Als u gedetailleerde informatie over alle geblokkeerde verbindingen wilt vastleggen in een logbestand, selecteer dan Alle geblokkeerde verbindingen vastleggen in logboek. Als u de logboeken van de firewall wilt controleren, klik dan in het hoofdmenu op Hulpmiddelen >

Logboeken en selecteer Firewall in het vervolgkeuzemenu Logboek.

Firewallregels

Regels vertegenwoordigen een reeks condities die worden gebruikt om alle

netwerkverbindingen te testen en alle acties te bepalen die zijn toegewezen aan deze condities. Met de firewallregels kunt u definiëren welke actie moet worden ondernomen als een door een regel gedefinieerde verbinding tot stand wordt gebracht.

Binnenkomende verbindingen zijn afkomstig van een externe computer die een verbinding tot stand probeert te brengen met het lokale systeem. Uitgaande verbindingen werken andersom.
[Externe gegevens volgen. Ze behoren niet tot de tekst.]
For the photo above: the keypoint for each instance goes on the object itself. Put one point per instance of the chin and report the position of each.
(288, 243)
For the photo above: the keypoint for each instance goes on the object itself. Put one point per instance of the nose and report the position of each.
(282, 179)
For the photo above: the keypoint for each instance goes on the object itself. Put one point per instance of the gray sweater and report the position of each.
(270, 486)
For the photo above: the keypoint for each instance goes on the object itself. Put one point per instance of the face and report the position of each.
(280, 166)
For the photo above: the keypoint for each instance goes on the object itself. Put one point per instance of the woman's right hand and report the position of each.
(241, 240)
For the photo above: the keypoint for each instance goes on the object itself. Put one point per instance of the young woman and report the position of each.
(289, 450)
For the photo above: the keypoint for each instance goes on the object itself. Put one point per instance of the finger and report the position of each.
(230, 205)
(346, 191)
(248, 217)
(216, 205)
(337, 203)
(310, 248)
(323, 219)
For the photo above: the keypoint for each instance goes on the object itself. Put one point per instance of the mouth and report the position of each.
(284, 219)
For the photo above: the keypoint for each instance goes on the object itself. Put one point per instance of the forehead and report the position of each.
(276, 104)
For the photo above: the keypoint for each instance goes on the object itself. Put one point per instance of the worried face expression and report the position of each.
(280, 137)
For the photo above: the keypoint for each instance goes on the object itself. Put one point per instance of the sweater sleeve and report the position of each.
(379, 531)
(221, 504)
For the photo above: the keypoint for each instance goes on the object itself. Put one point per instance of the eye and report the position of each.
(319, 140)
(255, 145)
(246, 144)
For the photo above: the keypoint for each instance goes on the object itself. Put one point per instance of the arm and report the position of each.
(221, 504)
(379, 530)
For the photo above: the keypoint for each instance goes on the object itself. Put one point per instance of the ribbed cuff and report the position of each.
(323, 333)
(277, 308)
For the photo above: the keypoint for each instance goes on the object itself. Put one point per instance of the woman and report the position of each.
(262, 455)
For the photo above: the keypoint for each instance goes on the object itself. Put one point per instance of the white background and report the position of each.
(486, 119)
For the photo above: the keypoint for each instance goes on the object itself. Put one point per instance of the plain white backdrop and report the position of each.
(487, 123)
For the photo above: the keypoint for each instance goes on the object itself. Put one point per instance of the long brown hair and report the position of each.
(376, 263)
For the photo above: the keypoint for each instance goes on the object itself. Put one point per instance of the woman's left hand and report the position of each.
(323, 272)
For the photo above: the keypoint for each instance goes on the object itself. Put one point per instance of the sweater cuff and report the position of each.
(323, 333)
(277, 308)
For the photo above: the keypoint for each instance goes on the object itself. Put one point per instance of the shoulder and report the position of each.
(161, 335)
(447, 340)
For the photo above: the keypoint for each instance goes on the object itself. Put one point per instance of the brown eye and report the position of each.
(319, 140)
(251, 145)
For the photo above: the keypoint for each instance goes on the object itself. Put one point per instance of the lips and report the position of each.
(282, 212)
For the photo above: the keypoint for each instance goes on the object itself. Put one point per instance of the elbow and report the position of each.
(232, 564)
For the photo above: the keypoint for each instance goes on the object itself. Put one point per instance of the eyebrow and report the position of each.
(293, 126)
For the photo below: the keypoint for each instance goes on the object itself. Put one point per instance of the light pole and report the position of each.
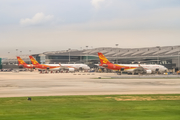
(116, 54)
(16, 55)
(80, 54)
(87, 55)
(69, 55)
(21, 53)
(30, 54)
(178, 59)
(8, 57)
(16, 52)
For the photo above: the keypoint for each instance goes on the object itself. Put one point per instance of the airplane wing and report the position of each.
(139, 69)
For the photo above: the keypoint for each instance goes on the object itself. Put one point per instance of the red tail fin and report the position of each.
(20, 61)
(34, 62)
(103, 59)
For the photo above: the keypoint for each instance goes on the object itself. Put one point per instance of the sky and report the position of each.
(53, 25)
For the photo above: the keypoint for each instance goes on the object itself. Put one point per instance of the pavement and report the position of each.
(58, 84)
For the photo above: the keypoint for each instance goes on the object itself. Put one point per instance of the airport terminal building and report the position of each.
(166, 55)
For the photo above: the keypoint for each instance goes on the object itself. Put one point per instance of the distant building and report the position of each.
(167, 56)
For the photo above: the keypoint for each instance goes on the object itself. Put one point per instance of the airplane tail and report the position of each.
(103, 59)
(20, 61)
(34, 62)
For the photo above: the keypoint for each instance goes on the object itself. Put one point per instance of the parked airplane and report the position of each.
(130, 68)
(22, 64)
(69, 67)
(49, 67)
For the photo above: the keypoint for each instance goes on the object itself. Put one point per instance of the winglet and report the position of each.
(34, 62)
(20, 61)
(103, 59)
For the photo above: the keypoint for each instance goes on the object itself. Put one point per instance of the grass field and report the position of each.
(109, 107)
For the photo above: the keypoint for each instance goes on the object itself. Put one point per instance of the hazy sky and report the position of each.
(51, 25)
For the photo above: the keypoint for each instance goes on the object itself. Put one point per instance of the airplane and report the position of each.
(42, 67)
(69, 67)
(22, 64)
(130, 68)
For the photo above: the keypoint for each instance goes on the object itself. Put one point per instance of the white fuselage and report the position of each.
(75, 66)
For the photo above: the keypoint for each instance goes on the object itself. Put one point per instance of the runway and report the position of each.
(35, 84)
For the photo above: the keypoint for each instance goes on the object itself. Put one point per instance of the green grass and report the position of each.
(91, 108)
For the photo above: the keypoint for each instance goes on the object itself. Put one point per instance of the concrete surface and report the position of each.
(35, 84)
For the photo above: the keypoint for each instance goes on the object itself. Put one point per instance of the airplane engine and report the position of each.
(71, 69)
(148, 71)
(105, 65)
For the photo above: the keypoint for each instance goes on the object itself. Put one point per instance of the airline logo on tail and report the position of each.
(34, 62)
(103, 59)
(20, 61)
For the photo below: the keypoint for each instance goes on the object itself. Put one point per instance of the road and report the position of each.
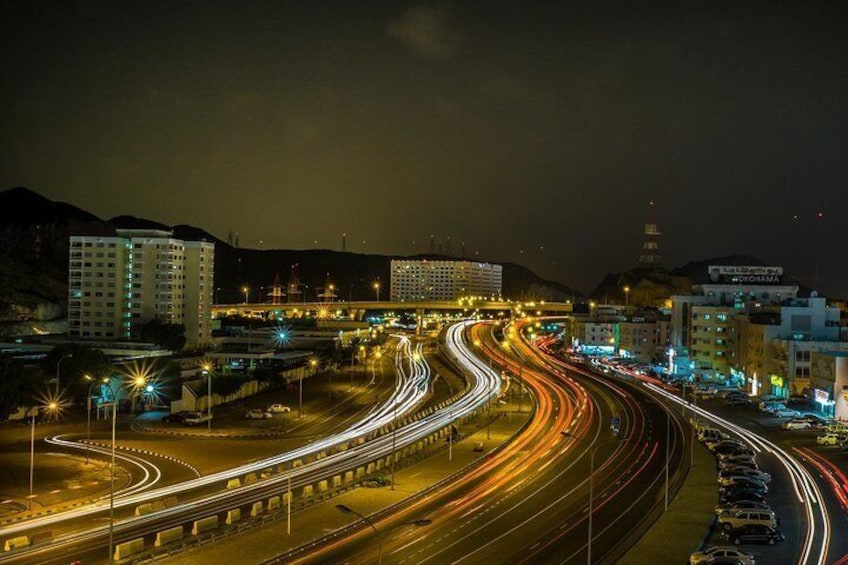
(528, 502)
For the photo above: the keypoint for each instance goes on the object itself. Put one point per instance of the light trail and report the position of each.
(806, 488)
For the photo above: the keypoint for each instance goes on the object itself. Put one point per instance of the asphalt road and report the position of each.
(529, 503)
(781, 496)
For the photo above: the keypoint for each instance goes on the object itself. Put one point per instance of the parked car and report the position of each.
(744, 472)
(743, 482)
(176, 417)
(740, 505)
(727, 451)
(753, 533)
(728, 522)
(747, 459)
(796, 424)
(829, 439)
(713, 445)
(710, 554)
(737, 492)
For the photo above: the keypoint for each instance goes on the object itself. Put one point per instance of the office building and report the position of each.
(444, 280)
(117, 284)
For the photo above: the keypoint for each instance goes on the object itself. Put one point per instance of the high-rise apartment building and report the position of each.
(444, 280)
(116, 284)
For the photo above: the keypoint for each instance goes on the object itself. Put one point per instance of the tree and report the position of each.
(168, 336)
(72, 370)
(15, 387)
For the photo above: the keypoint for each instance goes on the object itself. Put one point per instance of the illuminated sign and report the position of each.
(745, 274)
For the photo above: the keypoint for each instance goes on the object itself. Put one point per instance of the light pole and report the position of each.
(108, 383)
(93, 382)
(53, 408)
(348, 510)
(207, 372)
(59, 362)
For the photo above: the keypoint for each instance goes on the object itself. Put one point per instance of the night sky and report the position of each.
(534, 133)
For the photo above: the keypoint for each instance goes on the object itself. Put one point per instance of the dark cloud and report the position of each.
(427, 31)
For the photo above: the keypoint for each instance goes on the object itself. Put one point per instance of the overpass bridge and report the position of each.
(356, 310)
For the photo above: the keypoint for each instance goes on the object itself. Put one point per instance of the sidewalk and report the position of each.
(683, 529)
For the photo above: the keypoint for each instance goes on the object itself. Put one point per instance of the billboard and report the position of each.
(745, 274)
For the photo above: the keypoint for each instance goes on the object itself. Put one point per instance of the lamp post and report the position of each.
(108, 383)
(207, 372)
(348, 510)
(52, 408)
(59, 362)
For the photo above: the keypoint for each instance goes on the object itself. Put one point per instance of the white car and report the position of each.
(715, 552)
(796, 424)
(828, 439)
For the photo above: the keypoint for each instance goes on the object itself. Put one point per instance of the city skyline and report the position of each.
(535, 135)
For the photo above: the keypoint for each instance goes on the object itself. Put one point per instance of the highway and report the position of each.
(411, 387)
(528, 502)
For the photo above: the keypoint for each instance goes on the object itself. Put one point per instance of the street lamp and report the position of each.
(59, 362)
(348, 510)
(52, 408)
(207, 372)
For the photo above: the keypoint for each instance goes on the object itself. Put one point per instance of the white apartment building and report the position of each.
(116, 284)
(444, 280)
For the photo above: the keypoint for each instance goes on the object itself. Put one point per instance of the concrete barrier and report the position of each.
(143, 509)
(233, 516)
(204, 525)
(124, 550)
(168, 536)
(16, 543)
(273, 503)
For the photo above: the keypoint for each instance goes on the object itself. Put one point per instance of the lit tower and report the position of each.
(650, 256)
(294, 285)
(277, 293)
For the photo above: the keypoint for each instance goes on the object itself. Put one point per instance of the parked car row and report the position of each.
(743, 514)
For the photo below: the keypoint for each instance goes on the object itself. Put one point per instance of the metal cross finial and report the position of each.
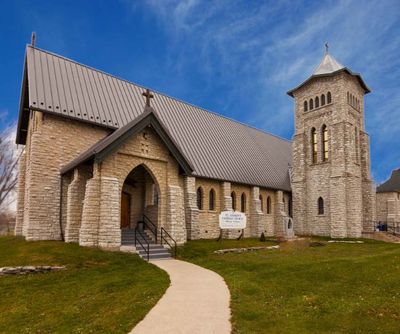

Het lokale systeem maakt contact met een externe computer.

Als er nieuwe, onbekende communicatie wordt gedetecteerd, moet u zorgvuldig overwegen of u deze toestaat of weigert. Ongevraagde, niet beveiligde of onbekende verbindingen vormen een beveiligingsrisico voor het systeem. Als een dergelijke verbinding tot stand wordt gebracht, raden we u aan speciale aandacht te besteden aan de externe computer en de toepassing die probeert verbinding te maken met uw computer. Veel infiltraties proberen persoonlijke gegevens te verkrijgen en verzenden, of downloaden andere schadelijke

toepassingen naar hostwerkstations. De firewall stelt u in staat dergelijke verbindingen te detecteren en te beëindigen.

Software die is ondertekend door Apple automatisch netwerktoegang geven:

standaard kunnen toepassingen die door Apple zijn ondertekend automatisch toegang krijgen tot het netwerk. Om de toepassing te kunnen laten communiceren met Apple-services of te laten installeren op apparaten, moet deze toepassing worden ondertekend met een

certificaat dat is uitgegeven door Apple. Als u dit wilt uitschakelen, dient u deze optie uit te schakelen. Voor toepassingen die niet zijn ondertekend met een Apple-certificaat is een gebruikersactie of een regel nodig om toegang te krijgen tot het netwerk.

Wanneer deze optie is uitgeschakeld, is voor netwerkcommunicatie met door Apple ondertekende services goedkeuring van de gebruiker vereist, tenzij een firewallregel dit regelt.

Wijzigingen ten opzichte van vorige versies: ESET Endpoint Security for macOS 6.8 en ouder blokkeerde inkomende communicatie naar services met een Apple-certificaat. In de huidige versie kan ESET Endpoint Security for macOS de lokale ontvanger van de inkomende

communicatie identificeren en als deze optie is ingeschakeld, is inkomende communicatie toegestaan.